This editorial that was originally published on Aug 15, 2007. It is being rerun as Steve is traveling.
This is an interesting list of disasters that can befall a production system. It comprises more than database servers, but certainly can happen to them as well.
The list is pretty good and of these I’ve had more than a few of them happen to me. There were a few that I’ve never seen and it makes me worry a bit that this guy doesn’t have a good staff or set of vendors working with him. But one of these is very interesting.
The second item on the list, a controller going bad and corrupting disks, is an interesting one in today’s world. What would you do if this happened on your SAN? Actually I know what you’d do. First you’d be in denial, and I don’t mean the river in Africa.
Then you’d tell the SAN guys. They wouldn’t believe you. You’d argue and they’d check things, then they’d wonder how it could happen and why? You’d scream at them to fix it, probably using 4 letter, not 3 letter words. They’d start looking for ways to recover data and your hair would be slowly thinning as upper managers started calling down looking for answers.
It shouldn’t happen, but it could. Some marketing VP is showing off that nice piece of SAN equipment with it’s high speed switches, dozens of drives, and lots of colored wires. He sloshes some coffee onto the system, freezes, but when the flashing red lights and siren from the Enterprise don’t go off (Red Alert!), he continues his tour while the controller scribbles on your disks.

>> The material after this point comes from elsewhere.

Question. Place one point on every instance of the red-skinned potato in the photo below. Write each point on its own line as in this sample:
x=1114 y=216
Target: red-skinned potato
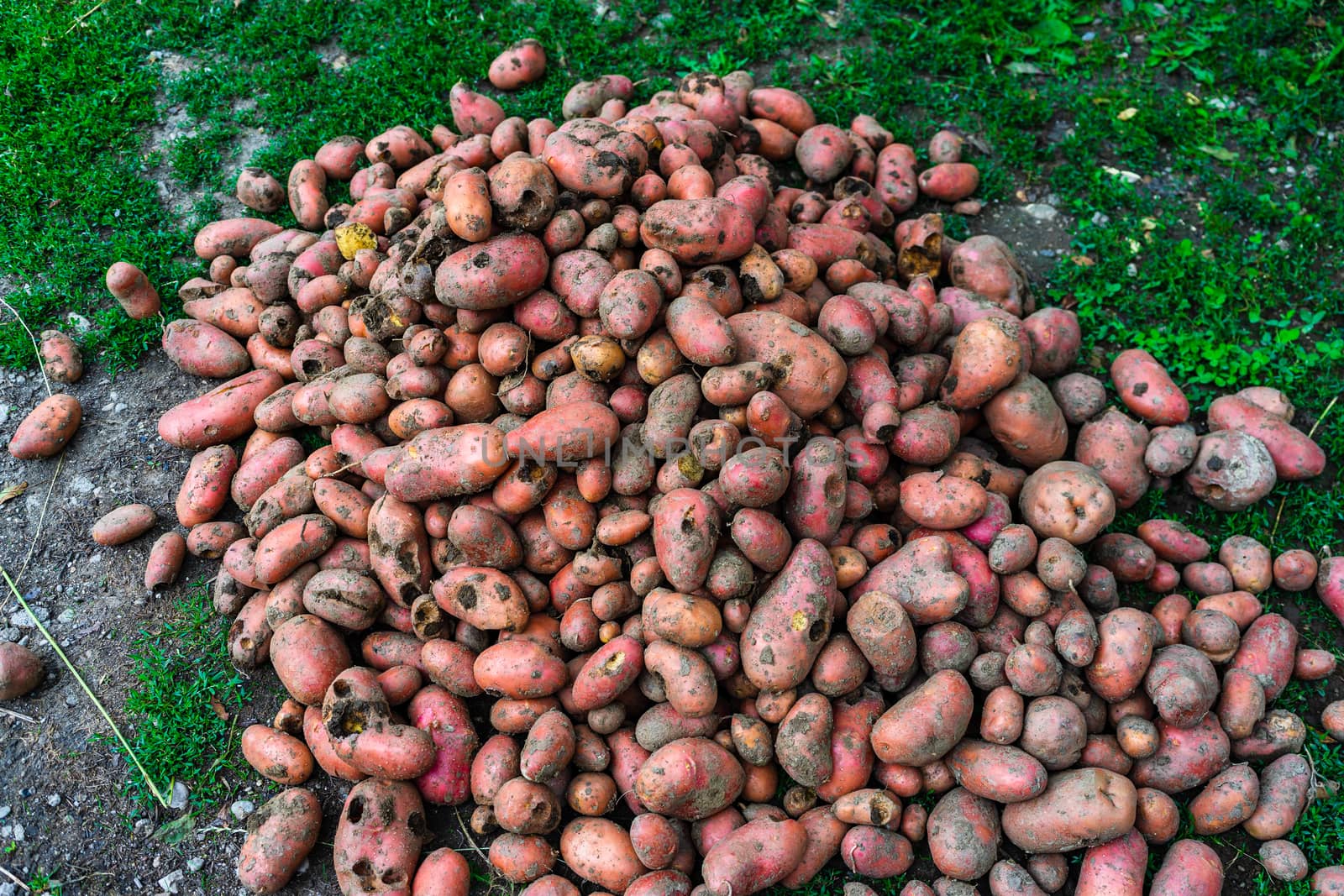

Restoring from backup might be easy. Of course if you have a system like some I’ve seen that shares physical disks among multiple LUNs, it might not.
Disaster Recovery is rarely the hurricane Katrina type of issue. Usually it’s something like a disk drive, raid controller, cut wire, etc. that you have to deal with. So think about all of the minor disasters that you want to be sure you can handle and get some practice in on those. Make sure you have spare parts, you can rebuild a server (QA machines are handy for this), you know how to perform a restore.
And most of all, be sure that you know where the backup files are stored. Preferably on different disks than the production data.